CastleVax’s CVAX-01 aims to solve this by inducing mucosal immunity—specifically, the production of secretory IgA antibodies in the respiratory tract. By creating an immune barrier in the nose, the vaccine is designed to neutralize the virus before it can infect cells or be transmitted to others.

“This Phase 2 study represents a major step forward towards our goal to develop a next-generation COVID-19 booster vaccine capable of eliciting mucosal immunity and protecting against SARS-CoV-2 breakthrough infection and transmission,” said Dr. Michael A. Egan, CEO and Chief Scientific Officer of CastleVax.

Inside the CVAX-01 Phase II Trial

The ongoing Phase II study is a head-to-head comparison between the intranasal CVAX-01 candidate and a standard FDA-approved mRNA injectable vaccine. The trial is enrolling approximately 200 participants across the United States, with a specific focus on including high-risk demographics such as seniors aged 65 and older.

Researchers will monitor participants for six months to evaluate several critical metrics:

  • Safety and Tolerability: Assessing the side effect profile of the nasal spray compared to the fever and fatigue often associated with mRNA shots.
  • Mucosal Immunogenicity: Measuring the levels of IgA antibodies in the nasal passages.
  • Systemic Protection: Ensuring the vaccine also provides robust IgG protection in the bloodstream.

The study utilizes a Newcastle Disease Virus (NDV) vector platform, a technology developed by renowned scientists at the Icahn School of Medicine at Mount Sinai. This platform expresses a stabilized version of the SARS-CoV-2 spike protein (HexaPro), designed to trigger a potent immune response without the use of needles.

Aptar Pharma Technology Drives Delivery

Crucial to the success of this trial is the delivery mechanism. On January 13, Aptar Pharma formally announced that its Bidose Liquid Nasal Spray System, utilizing the LuerVax® and Spray Divider™ technologies, is the exclusive delivery device for the CVAX-01 study.
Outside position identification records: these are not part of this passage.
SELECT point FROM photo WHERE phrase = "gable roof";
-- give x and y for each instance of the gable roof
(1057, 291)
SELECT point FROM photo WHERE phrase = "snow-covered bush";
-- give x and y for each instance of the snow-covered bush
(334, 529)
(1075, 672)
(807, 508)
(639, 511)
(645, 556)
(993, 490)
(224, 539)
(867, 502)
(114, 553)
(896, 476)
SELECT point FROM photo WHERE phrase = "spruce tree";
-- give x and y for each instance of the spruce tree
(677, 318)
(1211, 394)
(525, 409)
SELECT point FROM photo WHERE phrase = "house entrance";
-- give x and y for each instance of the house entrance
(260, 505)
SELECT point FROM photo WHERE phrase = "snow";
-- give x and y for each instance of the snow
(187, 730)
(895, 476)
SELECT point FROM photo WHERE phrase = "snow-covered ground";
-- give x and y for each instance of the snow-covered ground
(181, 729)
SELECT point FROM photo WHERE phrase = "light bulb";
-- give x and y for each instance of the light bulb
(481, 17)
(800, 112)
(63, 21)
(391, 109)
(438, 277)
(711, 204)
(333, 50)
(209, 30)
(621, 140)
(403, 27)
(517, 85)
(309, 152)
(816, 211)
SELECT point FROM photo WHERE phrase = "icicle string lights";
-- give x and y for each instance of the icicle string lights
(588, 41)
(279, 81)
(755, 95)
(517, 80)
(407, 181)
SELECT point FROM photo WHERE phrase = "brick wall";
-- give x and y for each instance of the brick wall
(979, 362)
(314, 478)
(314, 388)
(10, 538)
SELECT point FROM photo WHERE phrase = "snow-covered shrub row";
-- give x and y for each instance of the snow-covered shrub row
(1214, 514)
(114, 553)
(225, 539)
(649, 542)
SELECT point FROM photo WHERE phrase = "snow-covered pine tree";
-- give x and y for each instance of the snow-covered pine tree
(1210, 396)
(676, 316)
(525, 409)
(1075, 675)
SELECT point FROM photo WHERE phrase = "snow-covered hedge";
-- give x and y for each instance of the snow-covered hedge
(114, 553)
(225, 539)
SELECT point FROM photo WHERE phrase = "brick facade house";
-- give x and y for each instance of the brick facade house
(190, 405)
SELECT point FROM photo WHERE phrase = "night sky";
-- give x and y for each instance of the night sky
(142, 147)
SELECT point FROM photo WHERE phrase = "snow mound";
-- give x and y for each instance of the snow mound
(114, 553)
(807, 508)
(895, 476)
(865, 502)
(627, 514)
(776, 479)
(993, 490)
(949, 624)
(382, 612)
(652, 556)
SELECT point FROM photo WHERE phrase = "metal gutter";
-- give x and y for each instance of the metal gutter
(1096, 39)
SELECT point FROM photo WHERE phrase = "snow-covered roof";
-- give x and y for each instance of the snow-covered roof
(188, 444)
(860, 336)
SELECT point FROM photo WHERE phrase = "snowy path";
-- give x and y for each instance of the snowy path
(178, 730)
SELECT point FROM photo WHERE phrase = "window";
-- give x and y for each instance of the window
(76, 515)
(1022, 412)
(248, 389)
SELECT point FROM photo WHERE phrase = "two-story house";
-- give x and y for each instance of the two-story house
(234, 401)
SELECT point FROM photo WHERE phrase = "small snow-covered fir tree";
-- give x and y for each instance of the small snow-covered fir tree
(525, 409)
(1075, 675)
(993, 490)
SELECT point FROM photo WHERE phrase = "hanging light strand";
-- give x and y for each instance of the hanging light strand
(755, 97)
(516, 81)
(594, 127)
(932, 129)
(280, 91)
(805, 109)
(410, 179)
Precise delivery is a major challenge for intranasal vaccines; if the dose drips out of the nose or is swallowed, it may not trigger the necessary immune response in the nasal mucosa. Aptar’s technology ensures the vaccine is atomized into a fine mist that coats the target tissues effectively, maximizing the potential for creating a protective immune barrier.

Why Next-Gen Vaccines Matter in 2026

As we move through 2026, the landscape of COVID-19 continues to evolve with new variants. The persistence of transmission waves has highlighted the need for "Project NextGen" solutions—vaccines that do more than just mitigate symptoms. The CastleVax CVAX-01 trial is part of a broader push, supported by funding from BARDA and the New York State Biodefense Commercialization Fund, to bring second-generation tools to the public.
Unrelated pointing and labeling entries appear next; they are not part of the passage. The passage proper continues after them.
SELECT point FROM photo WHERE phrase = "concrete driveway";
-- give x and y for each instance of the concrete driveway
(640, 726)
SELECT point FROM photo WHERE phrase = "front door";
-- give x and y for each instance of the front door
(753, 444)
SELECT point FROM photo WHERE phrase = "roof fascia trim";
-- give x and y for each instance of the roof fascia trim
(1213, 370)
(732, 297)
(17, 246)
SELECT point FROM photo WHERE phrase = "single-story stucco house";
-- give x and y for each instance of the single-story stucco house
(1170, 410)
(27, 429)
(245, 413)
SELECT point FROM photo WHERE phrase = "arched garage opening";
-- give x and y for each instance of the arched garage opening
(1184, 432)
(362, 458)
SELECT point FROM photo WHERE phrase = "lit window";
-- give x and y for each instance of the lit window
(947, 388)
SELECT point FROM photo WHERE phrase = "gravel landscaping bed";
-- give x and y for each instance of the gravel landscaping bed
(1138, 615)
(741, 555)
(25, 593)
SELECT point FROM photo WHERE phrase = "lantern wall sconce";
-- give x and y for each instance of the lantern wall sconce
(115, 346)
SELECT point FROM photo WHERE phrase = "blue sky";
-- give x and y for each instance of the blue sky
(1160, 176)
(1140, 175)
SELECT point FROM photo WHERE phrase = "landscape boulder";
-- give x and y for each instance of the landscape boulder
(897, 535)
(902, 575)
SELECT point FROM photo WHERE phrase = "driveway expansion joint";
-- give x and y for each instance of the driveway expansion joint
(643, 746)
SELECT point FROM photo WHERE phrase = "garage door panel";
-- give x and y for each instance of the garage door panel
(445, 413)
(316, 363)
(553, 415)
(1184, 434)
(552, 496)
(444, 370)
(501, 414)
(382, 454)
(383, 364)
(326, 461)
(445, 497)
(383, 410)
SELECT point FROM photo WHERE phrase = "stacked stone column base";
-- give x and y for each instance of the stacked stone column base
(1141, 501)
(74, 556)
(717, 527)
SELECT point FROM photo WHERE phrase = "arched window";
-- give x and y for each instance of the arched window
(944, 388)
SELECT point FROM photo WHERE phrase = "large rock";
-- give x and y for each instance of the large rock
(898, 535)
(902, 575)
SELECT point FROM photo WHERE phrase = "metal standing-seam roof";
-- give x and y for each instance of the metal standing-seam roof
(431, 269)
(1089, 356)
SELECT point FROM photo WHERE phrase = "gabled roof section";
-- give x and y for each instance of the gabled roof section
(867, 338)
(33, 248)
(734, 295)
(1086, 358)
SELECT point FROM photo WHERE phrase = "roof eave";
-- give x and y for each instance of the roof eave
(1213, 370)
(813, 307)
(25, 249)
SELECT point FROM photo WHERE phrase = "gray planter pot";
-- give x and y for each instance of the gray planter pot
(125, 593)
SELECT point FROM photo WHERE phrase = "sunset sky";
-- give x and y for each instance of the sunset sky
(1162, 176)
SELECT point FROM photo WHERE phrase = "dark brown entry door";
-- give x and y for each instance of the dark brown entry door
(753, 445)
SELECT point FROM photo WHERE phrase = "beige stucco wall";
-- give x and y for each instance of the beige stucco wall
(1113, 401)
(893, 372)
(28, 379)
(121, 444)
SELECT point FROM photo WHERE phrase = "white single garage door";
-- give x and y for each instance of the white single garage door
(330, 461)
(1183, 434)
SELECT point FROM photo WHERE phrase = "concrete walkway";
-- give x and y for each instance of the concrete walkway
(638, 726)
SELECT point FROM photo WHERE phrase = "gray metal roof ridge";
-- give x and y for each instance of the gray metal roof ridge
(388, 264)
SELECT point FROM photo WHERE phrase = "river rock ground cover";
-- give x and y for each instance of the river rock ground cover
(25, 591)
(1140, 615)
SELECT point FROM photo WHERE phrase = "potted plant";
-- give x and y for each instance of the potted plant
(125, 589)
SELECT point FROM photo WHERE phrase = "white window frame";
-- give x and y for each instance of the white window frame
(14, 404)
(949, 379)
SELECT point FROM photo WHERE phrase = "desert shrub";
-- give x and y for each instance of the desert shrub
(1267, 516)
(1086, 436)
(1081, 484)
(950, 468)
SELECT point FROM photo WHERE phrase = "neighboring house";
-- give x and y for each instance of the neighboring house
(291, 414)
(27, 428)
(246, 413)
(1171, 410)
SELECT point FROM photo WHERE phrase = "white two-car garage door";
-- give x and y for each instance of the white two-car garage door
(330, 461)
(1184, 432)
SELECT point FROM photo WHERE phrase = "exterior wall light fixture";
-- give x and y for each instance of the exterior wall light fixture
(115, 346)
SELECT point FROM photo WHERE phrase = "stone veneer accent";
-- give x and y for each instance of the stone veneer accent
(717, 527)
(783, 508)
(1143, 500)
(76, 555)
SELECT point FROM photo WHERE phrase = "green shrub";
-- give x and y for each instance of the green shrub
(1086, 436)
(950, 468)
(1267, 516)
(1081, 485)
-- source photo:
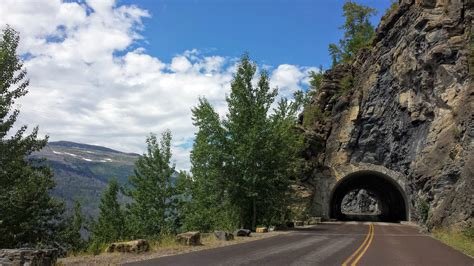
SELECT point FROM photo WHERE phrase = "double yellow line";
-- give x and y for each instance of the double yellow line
(357, 255)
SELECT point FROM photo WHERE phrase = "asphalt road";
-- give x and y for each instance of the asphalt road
(350, 243)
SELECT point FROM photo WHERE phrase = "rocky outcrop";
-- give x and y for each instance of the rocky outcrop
(33, 257)
(223, 236)
(404, 107)
(189, 238)
(242, 232)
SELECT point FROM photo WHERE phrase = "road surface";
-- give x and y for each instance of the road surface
(349, 243)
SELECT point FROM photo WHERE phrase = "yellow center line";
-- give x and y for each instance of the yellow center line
(365, 249)
(360, 248)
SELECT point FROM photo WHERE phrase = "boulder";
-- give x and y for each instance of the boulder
(314, 220)
(242, 232)
(224, 236)
(189, 238)
(135, 246)
(299, 223)
(42, 257)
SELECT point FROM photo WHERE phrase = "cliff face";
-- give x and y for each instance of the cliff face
(403, 108)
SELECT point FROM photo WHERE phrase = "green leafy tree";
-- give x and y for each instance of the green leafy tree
(152, 211)
(243, 166)
(28, 214)
(110, 225)
(247, 134)
(358, 32)
(208, 207)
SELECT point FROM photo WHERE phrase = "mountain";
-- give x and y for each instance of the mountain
(82, 171)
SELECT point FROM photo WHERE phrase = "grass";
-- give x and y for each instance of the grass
(460, 240)
(166, 246)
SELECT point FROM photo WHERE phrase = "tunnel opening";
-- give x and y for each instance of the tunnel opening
(368, 196)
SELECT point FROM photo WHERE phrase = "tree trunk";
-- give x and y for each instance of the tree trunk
(254, 213)
(242, 218)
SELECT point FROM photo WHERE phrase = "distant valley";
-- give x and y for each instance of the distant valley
(82, 171)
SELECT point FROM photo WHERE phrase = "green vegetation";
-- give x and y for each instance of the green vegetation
(152, 211)
(393, 6)
(243, 165)
(28, 214)
(110, 225)
(312, 113)
(422, 208)
(358, 33)
(72, 232)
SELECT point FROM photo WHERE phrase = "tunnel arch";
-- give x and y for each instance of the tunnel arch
(391, 197)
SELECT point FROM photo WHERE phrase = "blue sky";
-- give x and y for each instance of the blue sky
(109, 72)
(273, 32)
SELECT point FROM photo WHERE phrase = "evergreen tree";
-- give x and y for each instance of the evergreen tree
(28, 214)
(152, 211)
(358, 32)
(110, 225)
(71, 235)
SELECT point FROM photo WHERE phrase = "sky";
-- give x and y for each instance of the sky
(110, 72)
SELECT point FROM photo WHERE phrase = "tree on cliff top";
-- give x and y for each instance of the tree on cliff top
(28, 214)
(358, 32)
(152, 211)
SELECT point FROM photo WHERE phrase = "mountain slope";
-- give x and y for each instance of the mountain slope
(82, 171)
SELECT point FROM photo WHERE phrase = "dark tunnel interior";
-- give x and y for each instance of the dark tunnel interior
(389, 195)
Unlike mRNA vaccines, which require ultra-cold storage, the NDV-based CVAX-01 can potentially be stored at standard refrigerator temperatures or even be more stable, making it a viable option for global distribution. Furthermore, the needle-free nature of the vaccine addresses a significant barrier to uptake: needle phobia.

Looking Ahead: The Path to Approval

If the Phase II data confirms that CVAX-01 elicits superior mucosal protection compared to standard shots, CastleVax plans to advance to larger Phase III efficacy trials. The company has already seen success with similar formulations internationally; an inactivated version of the vaccine has previously received emergency use authorization in Thailand and Mexico.

For now, all eyes are on the 200 participants helping to determine if a simple nasal spray can finally close the door on COVID-19 transmission.